第26章 月と太陽
更紗の隣りに着いたら着いたで
「杏寿郎君!頑張りましょうね!私も身命を賭して挑みますので!」
なんて神妙な顔で……やけに気合いの入った言葉をかけられたので更に疑問を深める。
「そんなに気合いを入れずとも、写真を撮ってもらう際は笑顔を向ければ良いのではないか?」
更紗の願い事。
それは共に闘い支えてくれた皆と写真を撮ることだった。
任務先の街で写真館を見つけた時から、いつかは皆で撮りたいと思っていたらしい。
それを叶えるべく目の前にはカメラを用意した写真館の主人がにこやかに待機してくれている。
だが今自分たちの周りで写真に写ろうとしているのは柱や継子たちと玄弥だけである…… 更紗の希望とは違う。

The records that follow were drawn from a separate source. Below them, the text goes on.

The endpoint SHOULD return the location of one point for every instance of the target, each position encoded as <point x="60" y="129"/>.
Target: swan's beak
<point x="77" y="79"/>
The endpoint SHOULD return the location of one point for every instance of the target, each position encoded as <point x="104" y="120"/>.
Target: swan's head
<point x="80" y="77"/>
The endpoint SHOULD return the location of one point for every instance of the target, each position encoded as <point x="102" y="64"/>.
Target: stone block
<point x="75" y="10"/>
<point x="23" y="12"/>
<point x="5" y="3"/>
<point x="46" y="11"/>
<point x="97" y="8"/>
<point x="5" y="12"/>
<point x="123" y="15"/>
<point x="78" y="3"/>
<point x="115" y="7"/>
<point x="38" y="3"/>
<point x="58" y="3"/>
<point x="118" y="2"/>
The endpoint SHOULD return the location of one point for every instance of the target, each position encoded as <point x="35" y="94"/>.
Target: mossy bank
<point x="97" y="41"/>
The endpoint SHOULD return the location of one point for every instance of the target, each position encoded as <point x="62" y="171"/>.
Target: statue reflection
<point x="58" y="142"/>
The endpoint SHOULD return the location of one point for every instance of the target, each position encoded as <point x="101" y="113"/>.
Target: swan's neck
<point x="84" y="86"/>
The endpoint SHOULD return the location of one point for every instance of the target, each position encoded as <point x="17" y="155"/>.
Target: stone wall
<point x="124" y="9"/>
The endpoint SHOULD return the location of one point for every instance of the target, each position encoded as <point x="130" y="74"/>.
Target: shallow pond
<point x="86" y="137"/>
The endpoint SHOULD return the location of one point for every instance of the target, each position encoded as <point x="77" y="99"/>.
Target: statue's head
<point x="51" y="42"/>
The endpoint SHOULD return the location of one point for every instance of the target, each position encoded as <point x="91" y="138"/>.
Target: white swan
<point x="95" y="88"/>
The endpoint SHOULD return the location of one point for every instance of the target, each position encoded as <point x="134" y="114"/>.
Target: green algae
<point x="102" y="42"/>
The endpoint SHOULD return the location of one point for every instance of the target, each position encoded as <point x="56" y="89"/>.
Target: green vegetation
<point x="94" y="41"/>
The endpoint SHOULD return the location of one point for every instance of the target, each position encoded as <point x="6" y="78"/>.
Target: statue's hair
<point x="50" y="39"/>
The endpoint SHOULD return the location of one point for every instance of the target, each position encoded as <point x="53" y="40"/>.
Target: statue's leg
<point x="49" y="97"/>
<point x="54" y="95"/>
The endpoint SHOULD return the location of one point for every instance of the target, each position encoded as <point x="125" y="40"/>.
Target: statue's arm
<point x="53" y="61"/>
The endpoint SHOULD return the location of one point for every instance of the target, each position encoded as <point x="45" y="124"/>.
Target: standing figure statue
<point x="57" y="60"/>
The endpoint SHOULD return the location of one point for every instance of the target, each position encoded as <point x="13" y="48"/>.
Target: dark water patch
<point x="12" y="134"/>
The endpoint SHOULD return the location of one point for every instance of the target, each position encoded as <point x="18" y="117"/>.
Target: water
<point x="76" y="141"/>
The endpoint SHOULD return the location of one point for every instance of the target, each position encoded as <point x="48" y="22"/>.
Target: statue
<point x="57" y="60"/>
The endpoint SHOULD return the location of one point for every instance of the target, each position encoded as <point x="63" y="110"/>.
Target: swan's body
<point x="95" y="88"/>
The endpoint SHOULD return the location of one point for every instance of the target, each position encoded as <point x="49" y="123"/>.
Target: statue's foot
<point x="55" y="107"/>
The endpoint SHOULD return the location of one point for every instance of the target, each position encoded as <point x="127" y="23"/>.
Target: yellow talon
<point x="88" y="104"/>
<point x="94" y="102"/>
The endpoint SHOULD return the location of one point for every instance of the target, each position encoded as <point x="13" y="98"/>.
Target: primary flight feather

「こうした方が皆さん自然な笑顔になるんですって!私、した事ないのですが頑張って変な……ムグッ」
「待て待て!甘露寺、おかしな所で更紗の言葉が遮られたぞ!」
「細かいこと気にすんな!あー、ご主人!撮ってください!派手に面白いの」
いつの間にか他の参列者が写真館の主人の後ろに並び、ある者は心配そうに……その他は期待のこもった視線をこちらに向けている。
そして主人の掛け声と共に杏寿郎の顔の皮膚が天元と実弥によって様々な方向に引っ張られ……そのままの状態でカメラの音が鳴った。